Friday 23 September 2022, a day that will live in infamy, was the culmination of changes which will impoverish younger people, argues Angus Hanton, IF Co-founder.
Interest rates up
Most strikingly, interest rates shot up which squeezed borrowers and will be particularly difficult for younger people with mortgages. Younger people will often have taken on debts which were for high proportions of the purchase price – high loan-to-value (LVT) ratios – and required them to pay high proportions of their post-tax incomes for interest payments.
The interest rate increases triggered on 23 September created a short-fuse time bomb which will hit each borrower at the point in the year when their repayments are reset. For those looking to buy their first home it is likely that these higher interest rates will have made a purchase unaffordable even if banks had not withdrawn their mortgage offerings. So younger people will remain as tenants. There is also a serious risk for these young people that their rents will be pushed up by landlords who have more expensive borrowings and who are under financial pressure themselves.
Devaluation of the pound sterling
The other big change on 23 September was the devaluation of the pound sterling. This will make the majority of goods dearer as their cost in sterling has increased because Euros or Dollars became more expensive to buy. The knock-on effect of higher inflation for everyone is a sharp reduction in what can be bought with any disposable income. Another aspect of this is the increase in fuel bills where the capping of the cost of energy feels like a short-term fix to ease the population into longer-term higher energy prices.
Tax cuts are really tax increases
The much-trailed and trumpeted tax cuts, which appeared to be good news on 23 September, turn out to be a mirage when you look at the numbers. Young people will have noticed the small cuts in National Insurance contributions (NICs), which is a tax in all but name, and the one percent reduction in the basic rate of income tax.

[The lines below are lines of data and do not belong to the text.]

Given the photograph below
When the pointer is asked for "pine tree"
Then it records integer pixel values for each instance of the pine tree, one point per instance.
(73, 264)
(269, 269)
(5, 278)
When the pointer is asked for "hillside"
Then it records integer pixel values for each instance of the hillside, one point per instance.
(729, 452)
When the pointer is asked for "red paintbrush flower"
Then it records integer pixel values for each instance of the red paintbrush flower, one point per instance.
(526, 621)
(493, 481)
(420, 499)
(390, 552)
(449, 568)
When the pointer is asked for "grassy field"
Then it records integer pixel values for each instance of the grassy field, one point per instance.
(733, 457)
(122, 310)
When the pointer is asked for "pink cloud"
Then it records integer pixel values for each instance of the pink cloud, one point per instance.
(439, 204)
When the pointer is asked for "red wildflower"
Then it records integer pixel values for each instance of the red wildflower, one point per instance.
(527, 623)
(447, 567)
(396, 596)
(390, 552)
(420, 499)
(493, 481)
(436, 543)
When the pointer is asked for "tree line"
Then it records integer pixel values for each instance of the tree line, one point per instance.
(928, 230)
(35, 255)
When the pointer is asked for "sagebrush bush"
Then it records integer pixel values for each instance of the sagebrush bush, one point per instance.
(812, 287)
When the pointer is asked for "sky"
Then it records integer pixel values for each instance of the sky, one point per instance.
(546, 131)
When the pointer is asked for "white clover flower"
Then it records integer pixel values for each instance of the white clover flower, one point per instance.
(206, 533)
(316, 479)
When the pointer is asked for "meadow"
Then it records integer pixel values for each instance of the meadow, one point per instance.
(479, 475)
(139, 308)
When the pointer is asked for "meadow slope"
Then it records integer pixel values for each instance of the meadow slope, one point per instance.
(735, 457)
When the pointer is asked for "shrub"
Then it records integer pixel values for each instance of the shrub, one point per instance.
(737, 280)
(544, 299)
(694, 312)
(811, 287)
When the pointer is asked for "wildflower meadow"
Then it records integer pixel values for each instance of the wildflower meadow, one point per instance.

However, younger generations are much less likely to have worked out how inflation will speedily erode the value of their Personal Allowances. If inflation halves the real value of money over the next 4 years, the effect of this will be that – in 2022 pounds – the Personal Allowance will be cut to about £6,000 and the level at which earners pay the higher 40% income tax will reduce to about £25,000 (in 2022 equivalent money). The result is that, despite the rhetoric, there will be a real tax increase for young people over the next few years.
Older people will also be hit by some of these changes, so there is a general impoverishment of the population and its origins will be traced back to 2022. But the important thing is that it is hardest on those who have least in the way of savings, who mostly pay rent and who face high taxes on their earned income. That mostly means young people and young families.
All of the above combine to further reduce intergenerational fairness, rather than the “prosperity for all people and future generations”, promised by the new Prime Minister on the steps of 10 Downing Street when she took office on 3 September 2022. Instead, younger generations will be on the hook once again by subsidising the wealthier old, through higher taxation and inflation, and this is after more than a decade of stagnation and/or decline in younger generations’ prospects. We need a new social contract that invests instead of taking from the young rather than the empty rhetoric promised by the new Prime Minister.